On average, we have to plant 800-1000 grid points in each area, and since several seedlings are often placed in a grid point, this means creating more than twice the amount of planting pits. The soil is often very dry, compacted by regular grazing, and the presence of clumps of grass and other plants does not make it easy for diggers. We would not be able to do such a job in time by hand, so we use motorized soil drills. The drills also loosen the soil, making it easier to plant the seedlings. This year, the large amount of rain that suddenly fell at the end of October partly helped our work, because it soaked the ground, and partly made it difficult, because often only begging on the soggy ground helped us not to get stuck with the trailer trucks loaded with plants. Fortunately, this year we still managed to plant 10,399 individuals of 70 species and sow 132,000 seeds. Due to the short planting time, up to 15 colleagues are required to stand by.

Our current project ends in 2021, but we have already exceeded our commitment.

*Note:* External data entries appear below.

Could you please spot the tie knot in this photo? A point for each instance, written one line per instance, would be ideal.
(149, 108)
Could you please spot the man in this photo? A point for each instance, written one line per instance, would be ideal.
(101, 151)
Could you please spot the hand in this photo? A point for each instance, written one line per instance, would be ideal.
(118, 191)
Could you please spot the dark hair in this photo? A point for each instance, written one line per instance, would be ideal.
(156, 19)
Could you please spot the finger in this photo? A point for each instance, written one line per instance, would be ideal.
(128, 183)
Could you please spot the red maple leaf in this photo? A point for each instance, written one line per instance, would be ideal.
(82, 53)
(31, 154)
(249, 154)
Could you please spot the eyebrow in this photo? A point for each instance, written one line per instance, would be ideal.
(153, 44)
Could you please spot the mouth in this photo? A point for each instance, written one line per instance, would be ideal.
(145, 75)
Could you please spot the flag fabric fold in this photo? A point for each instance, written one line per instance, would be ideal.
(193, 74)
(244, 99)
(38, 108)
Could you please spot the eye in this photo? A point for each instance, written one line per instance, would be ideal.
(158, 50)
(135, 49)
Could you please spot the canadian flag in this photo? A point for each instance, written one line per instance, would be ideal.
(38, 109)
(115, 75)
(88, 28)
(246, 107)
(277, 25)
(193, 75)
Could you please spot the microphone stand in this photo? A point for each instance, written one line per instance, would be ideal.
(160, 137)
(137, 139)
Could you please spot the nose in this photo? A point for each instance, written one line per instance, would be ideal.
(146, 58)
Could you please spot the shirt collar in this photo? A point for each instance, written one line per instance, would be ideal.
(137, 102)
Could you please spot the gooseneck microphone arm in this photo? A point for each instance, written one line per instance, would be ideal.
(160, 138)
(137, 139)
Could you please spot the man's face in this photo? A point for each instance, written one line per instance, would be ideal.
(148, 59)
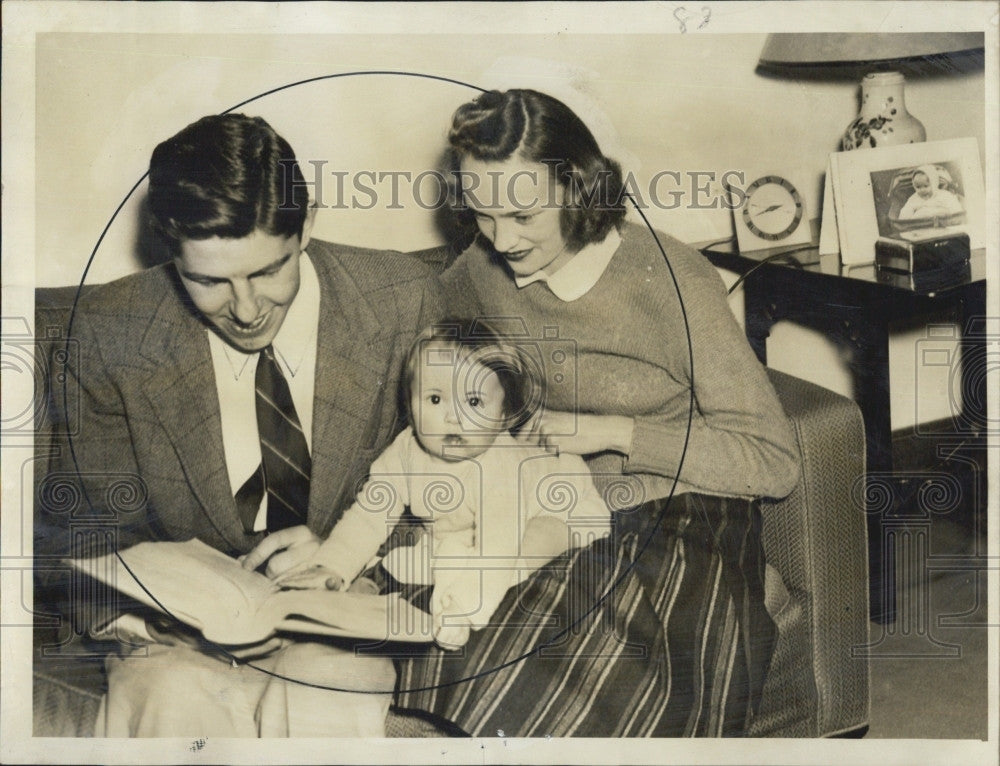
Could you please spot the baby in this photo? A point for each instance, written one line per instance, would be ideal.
(929, 199)
(496, 509)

In the years so far, we planted a total of 31,348 individuals of 72 species and sowed 250,000 seeds in the area of the Kígyósi desert, Kardoskút Fehértó and Csanád deserts. For next year, we still have one designated wasteland area left, and it is hoped that the settlement of this will also be completed successfully. According to our plans, we will continue to monitor the planted plants, carry out annual field visits and record the changes, since only long-term monitoring can show how successful the planting was.